From the Long War to a Long War

We have been fighting the war on Islamist terrorism for two decades. There is a reason it is called the Long War. But even at the peak of fighting in Iraq and Afghanistan, it did not approach the scale of losses in troops and equipment and the expenditure of ammunition that a lengthy war against a peer military power would require.

Yes, we have hard defense choices to make:

The U.S. military does not have enough logistics capability to rapidly deploy for and sustain a fight against a peer-level adversary. But the magnitude of the imbalance, and the fact that the U.S. defense budget is very unlikely to grow enough to address the imbalance while continuing to fund current combat capabilities, requires recognizing a very difficult truth. To enable the United States to prevail in a fight against a peer-level adversary oceans away — and in a potentially protracted contest — requires shifting a large portion of the defense budget from combat capabilities to deployability and sustainment assets. 
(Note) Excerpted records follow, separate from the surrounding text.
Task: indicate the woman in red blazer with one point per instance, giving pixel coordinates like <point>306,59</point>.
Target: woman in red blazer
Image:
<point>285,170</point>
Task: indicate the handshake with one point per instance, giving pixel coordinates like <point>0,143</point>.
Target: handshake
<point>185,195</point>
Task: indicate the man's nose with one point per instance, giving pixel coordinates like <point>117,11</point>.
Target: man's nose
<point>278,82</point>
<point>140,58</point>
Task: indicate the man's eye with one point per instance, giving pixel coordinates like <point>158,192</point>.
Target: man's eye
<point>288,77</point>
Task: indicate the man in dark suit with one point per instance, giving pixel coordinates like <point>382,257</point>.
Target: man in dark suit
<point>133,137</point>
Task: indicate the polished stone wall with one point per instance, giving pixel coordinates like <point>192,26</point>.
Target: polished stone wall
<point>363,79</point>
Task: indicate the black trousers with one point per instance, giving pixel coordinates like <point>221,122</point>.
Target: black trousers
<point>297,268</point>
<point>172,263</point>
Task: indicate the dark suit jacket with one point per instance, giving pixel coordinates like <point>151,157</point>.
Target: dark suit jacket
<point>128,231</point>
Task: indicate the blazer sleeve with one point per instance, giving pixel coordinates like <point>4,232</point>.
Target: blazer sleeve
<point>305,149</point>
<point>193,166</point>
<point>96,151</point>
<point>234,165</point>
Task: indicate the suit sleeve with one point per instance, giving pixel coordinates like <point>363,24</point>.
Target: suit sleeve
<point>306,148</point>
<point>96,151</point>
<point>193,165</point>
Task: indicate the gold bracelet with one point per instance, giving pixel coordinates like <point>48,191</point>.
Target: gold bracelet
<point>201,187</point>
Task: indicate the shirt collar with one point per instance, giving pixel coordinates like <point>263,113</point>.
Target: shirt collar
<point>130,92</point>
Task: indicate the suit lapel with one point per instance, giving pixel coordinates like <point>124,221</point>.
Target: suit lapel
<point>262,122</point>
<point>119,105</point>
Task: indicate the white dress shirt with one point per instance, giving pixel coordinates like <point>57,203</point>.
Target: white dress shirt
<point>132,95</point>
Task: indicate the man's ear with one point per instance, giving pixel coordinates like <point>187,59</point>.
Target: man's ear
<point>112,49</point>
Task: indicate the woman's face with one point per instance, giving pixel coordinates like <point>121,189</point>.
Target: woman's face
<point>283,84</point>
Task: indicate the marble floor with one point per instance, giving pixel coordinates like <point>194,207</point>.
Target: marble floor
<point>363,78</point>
I commented early in the year:

In an age of great power competition, America needs to be able to win a war with significant attrition to our forces. We got used to the post-Cold War era when only small enemies could be smashed in conventional battle. One effect of that more than a quarter century of time is that America's industrial base cannot sustain a long war against a peer military.

And just this morning, as well.

But it is hardly the first time I've mentioned this issue. Especially the change from the post-Cold War era. And not just for sustaining the Navy for a sea control campaign far from our shores. Getting over there requires a lot of effort to move and sustain a lot of stuff.

When giants fight, nobody ever comes home by Christmas.

So I heartily endorse a commitment to rebuilding our capacity to deploy and sustain forces for a long fight.

I pray our potential enemies have worse problems:

Man cannot tell but Allah knows
How much the other side is hurt.

China almost certainly isn't as strong as they project. But fighting so close to their own country might make that a less-than-decisive factor in a war with America.

As I side note, I believe a co-author of that initially cited article, Brad Martin, was the teaching assistant in one of my international relations political science classes at Michigan. He was a good guy and a rare TA who knew his stuff on military matters.